L’inserimento lavorativo dei detenuti è una gallina dalle uova d’oro. Sia esso interno o esterno al perimetro carcerario, l’impiego professionale di chi sta scontando una pena garantisce notevoli vantaggi finanziari allo Stato, agevolazioni alle imprese e contribuisce ad abbattere il problema sociale della recidiva.
Di norma, il 70% degli ex galeotti torna infatti a delinquere dopo il periodo di detenzione. Ma la percentuale crolla sotto il 20% se nel frattempo essi hanno svolto un’occupazione vera per conto di imprese o cooperative sociali.
I penitenziari italiani ospitano 66 mila persone e abbattere di un punto la recidiva significa tenerne fuori quasi 700 persone. Se si considera che il costo giornaliero di un detenuto si aggira sui 150 euro, lo Stato risparmia in modo diretto circa 35-36 milioni di euro.
Senza contare tutti i benefici sociali ed economici di un malvivente in meno per strada che minaccia, ferisce, uccide, ruba, rapina e impegna risorse dello Stato sul fronte repressivo.
Del resto, oltre il 50% della popolazione carceraria italiana ha tra i 21 e i 39 anni. Dunque rappresenta un’ottima forza lavoro potenziale e, in epoca di cuneo fiscale altissimo, garantisce vantaggi competitivi alle imprese.
Il datore di lavoro beneficia di 516 euro di credito d'imposta per ogni detenuto impiegato. Nel caso di addetti assunti a tempo parziale l’agevolazione spetta in misura proporzionale alle ore prestate. E il regime di favore vale per ulteriori sei mesi successivi alla fine della detenzione.
In più ci sono sgravi contributivi che oscillano tra il 50% e il 100%. La percentuale più bassa è per le imprese, nel caso di reclusi disoccupati da oltre 24 mesi. Ma la quota sale al 100% per gli artigiani. L’agevolazione è prevista per 36 mesi in caso di assunzione a tempo determinato e permane naturalmente anche oltre il «fine pena».
C’è invece una riduzione contributiva del 100% per le cooperative sociali che impieghino persone ammesse alle misure alternative. E uno sgravio dell’80% per le cooperative che si avvalgano di detenuti ammessi al lavoro esterno. Pure in questo caso le agevolazioni si protraggono per 6 mesi oltre la fine della detenzione.

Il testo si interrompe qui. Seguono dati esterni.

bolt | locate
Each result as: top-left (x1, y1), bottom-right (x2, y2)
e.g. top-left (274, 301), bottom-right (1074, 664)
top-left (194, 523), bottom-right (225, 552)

La norma che sostiene il lavoro dei reclusi è la legge Smuraglia (193/2000), che dall’inizio viene finanziata ogni anno con 4,6 milioni di euro: ammontare via via sempre più esiguo per colpa dell’inflazione (quest’anno i fondi sono già finiti in agosto) e di cui beneficiano oggi poco più di 2 mila detenuti tra quelli impiegati nell’intramurario e i cosiddetti «articoli 21» (ammessi al lavoro esterno in base all’art.21 dell'ordinamento penitenziario). Il budget è diviso grossomodo a metà tra credito d’imposta e sgravio contributivo.

Coloro che stanno scontando una pena e che lavorano (dentro e fuori il carcere) sono oggi 14 mila e producono una ricchezza pari a circa 300 milioni di euro, secondo i dati della Camera di commercio di Monza e Brianza. Numeri non indifferenti che pure potrebbero essere di molto incrementati.
Gino Gelmi, di Carcere e territorio spiega: «La Smuraglia ha una dotazione limitata e soprattutto riguarda solo gli “articoli 21”, non i beneficiari di misure alternative. Le risorse puntalmente finiscono a metà anno e le imprese, soprattutto le coop sociali, vanno in difficoltà».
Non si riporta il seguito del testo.